Madame Laure CHASSAGNE, Présidente, assistée de Madame Dominique RELAV, Greffier.
A défaut de conciliation, à l’audience, l’affaire a été plaidée,le tribunal statuant à juge unique conformément à l’accord des parties présentes ou représentées.
JUGEMENT
Prononcé publiquement, par mise à disposition au greffe, par jugement contradictoire et en premier ressort, par Laure CHASSAGNE, Juge, assistée de Christelle AMICE, Greffier.
EXPOSE DU LITIGE
Tribunal judiciaire de Bobigny
Service du contentieux social
Affaire : N° RG 23/01377 – N° Portalis DB3S-W-B7H-YAH3
Jugement du 10 OCTOBRE 2024
Mme [G] [X], salariée de la société [5] en qualité de manageur responsable de caisse et relation client, a transmis le 22 novembre 2022 à la caisse primaire d’assurance maladie (CPAM) de la Seine-Saint-Denis une déclaration de maladie professionnelle du 15 novembre 2022 au titre de “lombocruralgies avec hernie discales L4 L5 objectivée au scanner – MP tableau 98".

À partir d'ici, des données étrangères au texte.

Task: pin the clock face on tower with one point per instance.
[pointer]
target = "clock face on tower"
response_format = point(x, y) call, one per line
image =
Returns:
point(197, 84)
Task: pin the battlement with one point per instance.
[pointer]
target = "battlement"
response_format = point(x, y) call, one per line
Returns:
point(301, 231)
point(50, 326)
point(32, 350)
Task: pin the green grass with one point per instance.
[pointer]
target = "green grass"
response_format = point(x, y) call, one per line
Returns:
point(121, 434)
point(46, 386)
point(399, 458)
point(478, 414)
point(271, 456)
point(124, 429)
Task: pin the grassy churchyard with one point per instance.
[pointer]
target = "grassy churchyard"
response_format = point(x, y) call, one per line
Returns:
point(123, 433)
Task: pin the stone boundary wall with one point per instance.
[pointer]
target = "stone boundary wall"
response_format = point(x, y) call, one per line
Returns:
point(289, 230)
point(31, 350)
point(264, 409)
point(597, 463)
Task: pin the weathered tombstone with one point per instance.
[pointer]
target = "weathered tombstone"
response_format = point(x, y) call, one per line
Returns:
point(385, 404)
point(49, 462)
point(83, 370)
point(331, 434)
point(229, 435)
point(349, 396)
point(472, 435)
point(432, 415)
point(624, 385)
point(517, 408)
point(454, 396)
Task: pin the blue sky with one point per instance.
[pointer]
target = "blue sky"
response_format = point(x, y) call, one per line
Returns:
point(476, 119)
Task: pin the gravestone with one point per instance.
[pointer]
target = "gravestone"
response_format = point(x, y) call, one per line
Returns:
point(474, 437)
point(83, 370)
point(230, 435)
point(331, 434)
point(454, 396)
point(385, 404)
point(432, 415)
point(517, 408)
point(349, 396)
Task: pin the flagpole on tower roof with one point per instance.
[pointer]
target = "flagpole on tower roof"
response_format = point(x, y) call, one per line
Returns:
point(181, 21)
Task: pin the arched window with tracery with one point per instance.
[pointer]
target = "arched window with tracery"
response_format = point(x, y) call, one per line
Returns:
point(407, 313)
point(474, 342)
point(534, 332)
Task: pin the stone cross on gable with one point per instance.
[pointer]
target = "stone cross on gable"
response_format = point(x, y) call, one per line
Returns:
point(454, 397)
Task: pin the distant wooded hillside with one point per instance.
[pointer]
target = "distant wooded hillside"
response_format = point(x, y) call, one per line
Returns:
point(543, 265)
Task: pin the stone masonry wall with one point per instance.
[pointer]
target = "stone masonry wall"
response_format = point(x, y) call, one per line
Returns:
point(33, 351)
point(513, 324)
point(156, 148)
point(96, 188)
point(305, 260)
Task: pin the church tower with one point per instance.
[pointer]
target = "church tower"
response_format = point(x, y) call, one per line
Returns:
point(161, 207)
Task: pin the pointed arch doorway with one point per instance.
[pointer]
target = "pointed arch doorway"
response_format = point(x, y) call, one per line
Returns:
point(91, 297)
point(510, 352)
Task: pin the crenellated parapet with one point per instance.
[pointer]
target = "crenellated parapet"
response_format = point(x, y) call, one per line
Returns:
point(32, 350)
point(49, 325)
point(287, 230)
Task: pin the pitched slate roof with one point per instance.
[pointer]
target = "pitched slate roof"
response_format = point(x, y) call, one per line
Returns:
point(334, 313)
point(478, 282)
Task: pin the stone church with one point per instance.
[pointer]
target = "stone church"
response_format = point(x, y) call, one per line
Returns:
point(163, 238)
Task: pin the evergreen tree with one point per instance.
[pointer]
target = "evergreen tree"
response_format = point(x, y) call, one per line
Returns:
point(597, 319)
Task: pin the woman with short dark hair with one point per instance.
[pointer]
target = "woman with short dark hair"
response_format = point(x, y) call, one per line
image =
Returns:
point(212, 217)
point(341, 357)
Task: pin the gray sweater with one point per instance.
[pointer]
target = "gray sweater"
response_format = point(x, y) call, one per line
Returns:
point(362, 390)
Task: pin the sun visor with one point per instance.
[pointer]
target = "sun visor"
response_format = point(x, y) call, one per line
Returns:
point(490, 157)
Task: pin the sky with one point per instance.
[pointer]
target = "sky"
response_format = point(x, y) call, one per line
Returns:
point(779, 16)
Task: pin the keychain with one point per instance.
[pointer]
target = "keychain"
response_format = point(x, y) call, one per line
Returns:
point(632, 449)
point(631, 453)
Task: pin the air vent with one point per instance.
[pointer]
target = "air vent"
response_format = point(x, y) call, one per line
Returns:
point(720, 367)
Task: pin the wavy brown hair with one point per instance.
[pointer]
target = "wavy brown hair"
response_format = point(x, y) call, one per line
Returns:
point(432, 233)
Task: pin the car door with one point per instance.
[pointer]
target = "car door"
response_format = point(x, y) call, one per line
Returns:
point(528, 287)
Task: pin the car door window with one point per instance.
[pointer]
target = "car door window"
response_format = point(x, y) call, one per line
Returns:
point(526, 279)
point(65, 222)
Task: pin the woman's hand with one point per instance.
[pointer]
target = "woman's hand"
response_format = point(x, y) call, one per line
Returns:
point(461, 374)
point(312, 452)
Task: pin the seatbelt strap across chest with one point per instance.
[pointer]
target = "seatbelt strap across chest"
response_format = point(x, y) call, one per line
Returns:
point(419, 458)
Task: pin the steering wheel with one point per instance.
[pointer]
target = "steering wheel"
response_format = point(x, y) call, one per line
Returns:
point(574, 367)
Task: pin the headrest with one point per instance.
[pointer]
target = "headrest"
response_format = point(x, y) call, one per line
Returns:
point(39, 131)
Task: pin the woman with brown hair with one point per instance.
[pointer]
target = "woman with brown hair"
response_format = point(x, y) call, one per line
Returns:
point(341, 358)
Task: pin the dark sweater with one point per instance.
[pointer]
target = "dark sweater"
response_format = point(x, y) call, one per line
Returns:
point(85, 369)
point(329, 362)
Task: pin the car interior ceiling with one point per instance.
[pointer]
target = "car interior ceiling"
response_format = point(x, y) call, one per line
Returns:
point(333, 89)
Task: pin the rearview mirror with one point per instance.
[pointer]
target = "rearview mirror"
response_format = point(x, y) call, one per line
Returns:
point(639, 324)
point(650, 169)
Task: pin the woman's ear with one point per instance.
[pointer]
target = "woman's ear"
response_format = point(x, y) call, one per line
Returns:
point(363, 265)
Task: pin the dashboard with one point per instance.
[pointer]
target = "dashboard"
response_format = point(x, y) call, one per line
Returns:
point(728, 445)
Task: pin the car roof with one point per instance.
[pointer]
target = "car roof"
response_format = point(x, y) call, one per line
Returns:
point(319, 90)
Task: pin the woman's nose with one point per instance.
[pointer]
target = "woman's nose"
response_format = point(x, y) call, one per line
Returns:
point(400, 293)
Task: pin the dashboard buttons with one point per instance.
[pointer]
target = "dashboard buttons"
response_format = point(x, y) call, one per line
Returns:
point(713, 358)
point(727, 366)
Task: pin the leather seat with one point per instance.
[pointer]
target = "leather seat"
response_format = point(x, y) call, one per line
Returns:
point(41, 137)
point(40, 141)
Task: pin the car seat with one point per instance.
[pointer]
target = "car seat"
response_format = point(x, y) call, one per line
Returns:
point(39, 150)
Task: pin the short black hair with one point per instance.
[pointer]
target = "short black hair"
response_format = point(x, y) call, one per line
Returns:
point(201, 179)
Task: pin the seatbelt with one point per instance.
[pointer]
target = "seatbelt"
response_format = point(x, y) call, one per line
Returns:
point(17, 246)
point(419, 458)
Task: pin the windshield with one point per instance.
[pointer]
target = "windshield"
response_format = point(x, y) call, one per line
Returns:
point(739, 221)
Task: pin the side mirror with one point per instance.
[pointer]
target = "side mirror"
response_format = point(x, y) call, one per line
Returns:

Le certificat médical initial daté du 19 octobre 2022 et joint à cette demande mentionne que Mme [X] est atteinte de la même pathologie.
Par courrier en date du 2 mars 2023, la CPAM de la Seine-Saint-Denis a notifié à Mme [G] [X] le rejet de sa demande en reconnaissance du caractère professionnel de la maladie inscrite au tableau n°98 au motif de l’absence de hernie discale conflictuelle objectivée.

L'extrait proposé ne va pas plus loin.